40 On the other hand, the first defendant did say from the outset that by virtue of the replacement of Trim Perfect as trustee, Trim Perfect had no authority to enter into the purchase, and that was something I have found to be correct, subject to the orders I have made nunc pro tunc granting permission to sell. Subject to those orders, there was a problem with Trim Perfect's authority because of its replacement as trustee, a matter not conceded by Trim Perfect.
41 So in summary it seems to me there was a degree of mistaken analysis on both sides, as it has turned out - though I note that the issues were not easy ones. I do not quite agree with the submission that the proceeding would in substance have had to occur anyway, had a proper application been made for judicial sale, because it seems to me that that application may well have been more direct and simple than what we had today.
42 Nor do I quite agree with the submission that the cause of the difficulty was the first defendant's mistaken analysis. It seems to me the difficulty could have been overcome by an appropriate application for judicial sale, but Trim Perfect did not make such an application until today. The question of identifying which of those factors should be regarded as the primary cause is a difficult matter suitable for the High Court, and I need not determine it beyond saying that mistakes on both sides contributed to the outcome.
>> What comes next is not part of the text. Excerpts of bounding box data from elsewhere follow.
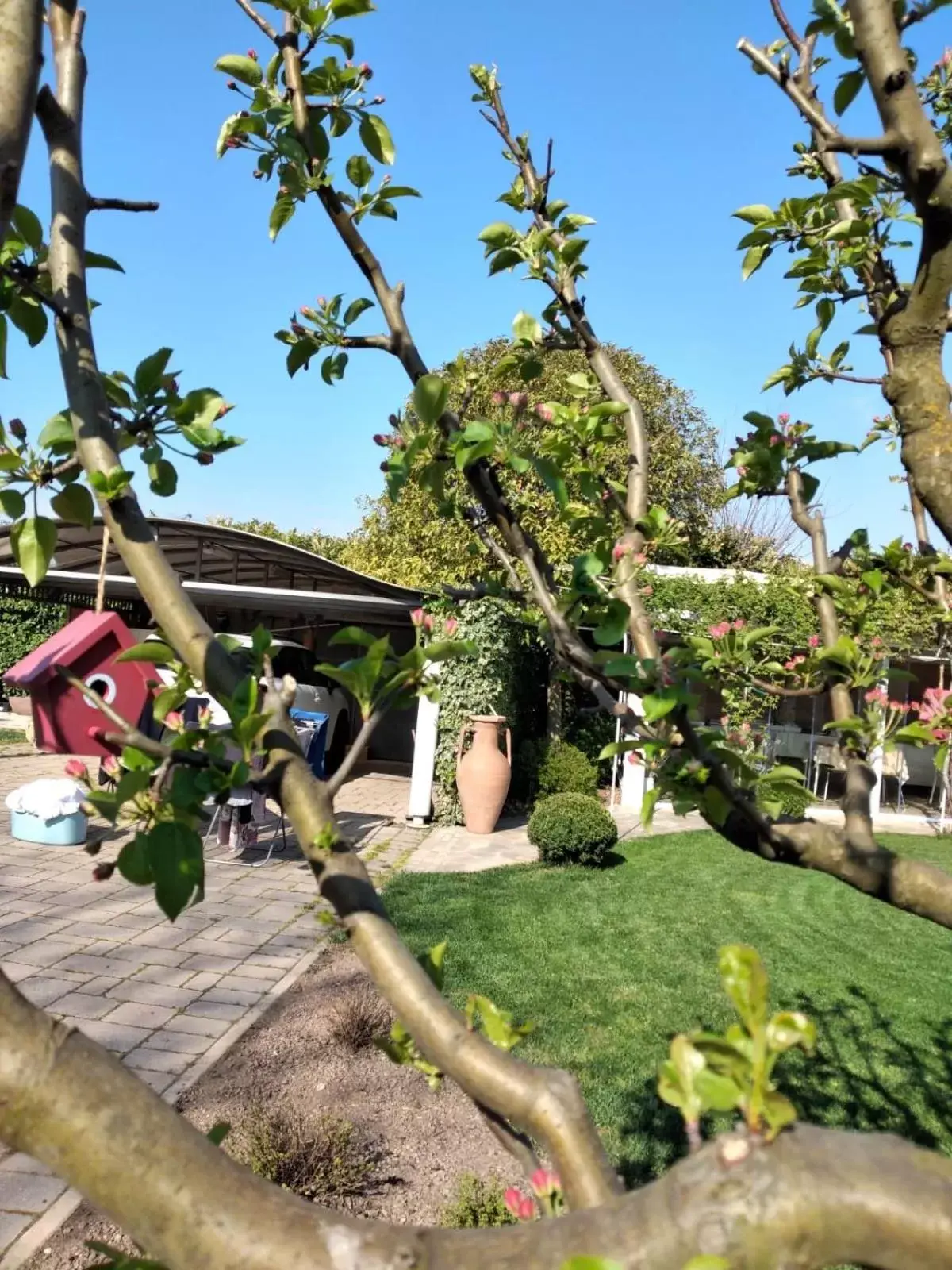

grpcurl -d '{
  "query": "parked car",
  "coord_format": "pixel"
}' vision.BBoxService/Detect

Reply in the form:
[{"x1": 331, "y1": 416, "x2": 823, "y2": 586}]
[{"x1": 150, "y1": 635, "x2": 351, "y2": 773}]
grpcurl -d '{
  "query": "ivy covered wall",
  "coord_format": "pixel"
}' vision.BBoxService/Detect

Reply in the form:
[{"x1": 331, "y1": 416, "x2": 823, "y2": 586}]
[
  {"x1": 0, "y1": 595, "x2": 66, "y2": 695},
  {"x1": 434, "y1": 599, "x2": 550, "y2": 824}
]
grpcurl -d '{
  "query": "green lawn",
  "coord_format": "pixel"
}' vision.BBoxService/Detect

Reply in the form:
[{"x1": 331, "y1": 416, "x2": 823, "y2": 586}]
[{"x1": 386, "y1": 833, "x2": 952, "y2": 1183}]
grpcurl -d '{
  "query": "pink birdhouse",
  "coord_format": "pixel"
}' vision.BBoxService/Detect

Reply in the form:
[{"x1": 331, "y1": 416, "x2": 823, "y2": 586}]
[{"x1": 4, "y1": 612, "x2": 152, "y2": 756}]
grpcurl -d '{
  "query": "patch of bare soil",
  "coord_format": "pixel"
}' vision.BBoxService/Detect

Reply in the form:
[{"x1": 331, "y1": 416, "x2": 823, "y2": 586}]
[{"x1": 27, "y1": 946, "x2": 518, "y2": 1270}]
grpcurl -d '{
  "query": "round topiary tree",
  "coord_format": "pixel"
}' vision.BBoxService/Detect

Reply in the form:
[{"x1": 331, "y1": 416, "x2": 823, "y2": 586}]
[{"x1": 529, "y1": 794, "x2": 618, "y2": 865}]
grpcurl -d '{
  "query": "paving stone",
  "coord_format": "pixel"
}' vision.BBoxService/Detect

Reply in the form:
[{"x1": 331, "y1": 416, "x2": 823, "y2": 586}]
[
  {"x1": 63, "y1": 1018, "x2": 152, "y2": 1054},
  {"x1": 108, "y1": 978, "x2": 198, "y2": 1010},
  {"x1": 179, "y1": 935, "x2": 259, "y2": 961},
  {"x1": 57, "y1": 952, "x2": 136, "y2": 979},
  {"x1": 52, "y1": 992, "x2": 116, "y2": 1018},
  {"x1": 214, "y1": 967, "x2": 271, "y2": 997},
  {"x1": 129, "y1": 1067, "x2": 175, "y2": 1094},
  {"x1": 182, "y1": 952, "x2": 241, "y2": 974},
  {"x1": 186, "y1": 963, "x2": 222, "y2": 992},
  {"x1": 0, "y1": 1211, "x2": 33, "y2": 1253},
  {"x1": 104, "y1": 997, "x2": 175, "y2": 1027},
  {"x1": 21, "y1": 976, "x2": 75, "y2": 1010},
  {"x1": 163, "y1": 1014, "x2": 232, "y2": 1037},
  {"x1": 116, "y1": 944, "x2": 188, "y2": 967},
  {"x1": 135, "y1": 965, "x2": 201, "y2": 991},
  {"x1": 0, "y1": 1151, "x2": 51, "y2": 1186},
  {"x1": 7, "y1": 938, "x2": 85, "y2": 965},
  {"x1": 139, "y1": 1027, "x2": 214, "y2": 1056},
  {"x1": 123, "y1": 1045, "x2": 195, "y2": 1076},
  {"x1": 2, "y1": 1172, "x2": 66, "y2": 1213},
  {"x1": 202, "y1": 987, "x2": 262, "y2": 1007},
  {"x1": 186, "y1": 988, "x2": 245, "y2": 1022}
]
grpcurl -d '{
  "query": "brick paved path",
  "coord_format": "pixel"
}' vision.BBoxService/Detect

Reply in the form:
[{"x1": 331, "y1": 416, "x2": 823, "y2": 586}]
[{"x1": 0, "y1": 751, "x2": 425, "y2": 1270}]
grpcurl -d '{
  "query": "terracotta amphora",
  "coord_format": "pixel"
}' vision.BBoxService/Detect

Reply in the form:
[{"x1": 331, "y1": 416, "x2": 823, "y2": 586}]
[{"x1": 455, "y1": 715, "x2": 512, "y2": 833}]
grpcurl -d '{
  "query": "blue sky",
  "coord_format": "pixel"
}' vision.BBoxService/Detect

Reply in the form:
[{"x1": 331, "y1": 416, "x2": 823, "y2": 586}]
[{"x1": 7, "y1": 0, "x2": 952, "y2": 541}]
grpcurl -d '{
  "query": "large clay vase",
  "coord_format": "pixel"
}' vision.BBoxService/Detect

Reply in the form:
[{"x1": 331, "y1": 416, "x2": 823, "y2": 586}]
[{"x1": 455, "y1": 715, "x2": 512, "y2": 833}]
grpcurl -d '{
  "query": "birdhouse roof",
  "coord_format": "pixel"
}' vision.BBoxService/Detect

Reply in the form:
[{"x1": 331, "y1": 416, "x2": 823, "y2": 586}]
[{"x1": 2, "y1": 611, "x2": 133, "y2": 688}]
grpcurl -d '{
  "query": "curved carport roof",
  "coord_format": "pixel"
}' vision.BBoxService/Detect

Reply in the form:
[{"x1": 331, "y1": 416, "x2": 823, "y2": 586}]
[{"x1": 0, "y1": 517, "x2": 421, "y2": 625}]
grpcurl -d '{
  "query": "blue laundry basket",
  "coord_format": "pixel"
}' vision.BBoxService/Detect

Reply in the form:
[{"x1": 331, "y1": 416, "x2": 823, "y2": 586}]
[{"x1": 288, "y1": 709, "x2": 330, "y2": 781}]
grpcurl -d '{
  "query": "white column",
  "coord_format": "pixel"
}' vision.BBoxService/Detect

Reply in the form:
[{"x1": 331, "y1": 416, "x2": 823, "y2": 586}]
[
  {"x1": 406, "y1": 664, "x2": 440, "y2": 824},
  {"x1": 620, "y1": 692, "x2": 645, "y2": 811}
]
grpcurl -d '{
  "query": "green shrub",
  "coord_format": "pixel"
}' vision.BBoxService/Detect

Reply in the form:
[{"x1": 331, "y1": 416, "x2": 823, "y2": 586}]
[
  {"x1": 440, "y1": 1173, "x2": 516, "y2": 1230},
  {"x1": 565, "y1": 710, "x2": 616, "y2": 785},
  {"x1": 529, "y1": 794, "x2": 618, "y2": 865},
  {"x1": 757, "y1": 786, "x2": 816, "y2": 817},
  {"x1": 538, "y1": 741, "x2": 598, "y2": 798}
]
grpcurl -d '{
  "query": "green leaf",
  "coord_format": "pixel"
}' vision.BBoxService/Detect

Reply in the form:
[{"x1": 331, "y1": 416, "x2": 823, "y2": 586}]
[
  {"x1": 717, "y1": 944, "x2": 770, "y2": 1033},
  {"x1": 0, "y1": 489, "x2": 27, "y2": 521},
  {"x1": 833, "y1": 70, "x2": 866, "y2": 114},
  {"x1": 532, "y1": 456, "x2": 569, "y2": 508},
  {"x1": 731, "y1": 203, "x2": 773, "y2": 225},
  {"x1": 345, "y1": 155, "x2": 373, "y2": 189},
  {"x1": 330, "y1": 0, "x2": 377, "y2": 17},
  {"x1": 116, "y1": 833, "x2": 154, "y2": 887},
  {"x1": 360, "y1": 114, "x2": 396, "y2": 165},
  {"x1": 148, "y1": 459, "x2": 179, "y2": 498},
  {"x1": 116, "y1": 639, "x2": 176, "y2": 665},
  {"x1": 740, "y1": 246, "x2": 770, "y2": 282},
  {"x1": 343, "y1": 296, "x2": 373, "y2": 326},
  {"x1": 86, "y1": 250, "x2": 125, "y2": 273},
  {"x1": 214, "y1": 53, "x2": 264, "y2": 87},
  {"x1": 766, "y1": 1010, "x2": 816, "y2": 1054},
  {"x1": 132, "y1": 348, "x2": 171, "y2": 396},
  {"x1": 512, "y1": 313, "x2": 542, "y2": 344},
  {"x1": 10, "y1": 516, "x2": 56, "y2": 587},
  {"x1": 148, "y1": 821, "x2": 205, "y2": 922},
  {"x1": 414, "y1": 375, "x2": 449, "y2": 427},
  {"x1": 36, "y1": 410, "x2": 76, "y2": 453},
  {"x1": 6, "y1": 296, "x2": 49, "y2": 348},
  {"x1": 49, "y1": 484, "x2": 97, "y2": 529},
  {"x1": 478, "y1": 221, "x2": 520, "y2": 254},
  {"x1": 268, "y1": 195, "x2": 297, "y2": 243},
  {"x1": 11, "y1": 203, "x2": 43, "y2": 252}
]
43 My conclusion is that the proper approach to costs as between the plaintiff and the first defendant is that there be no order as to costs between them, with the intention that each of them bears their own costs of the proceedings.
44 As regards the second and third defendants, once the contract for sale was entered into by Trim Perfect, any subsequent proceeding would necessarily have involved them, even if there had been an application made shortly after 2 December that nunc pro tunc approval of the sale be granted at that stage. If that had occurred I believe the Court would have made an order that the plaintiff pay the second and third defendant's costs, assuming that they adopted the attitude in such hypothetical circumstances that they have in fact adopted (that is to say, the reasonable approach of not being prepared to settle in the presence of an unregistered dealing, not seeking to oppose the relief that the plaintiff sought but appearing so as to ensure that their interests were protected by the outcome). I see no basis for making any order that would transfer the liability to pay the second and the third defendants' costs wholly or party to the first defendant.
45 I will stand the matter over to 10am tomorrow for the parties to bring in short minutes.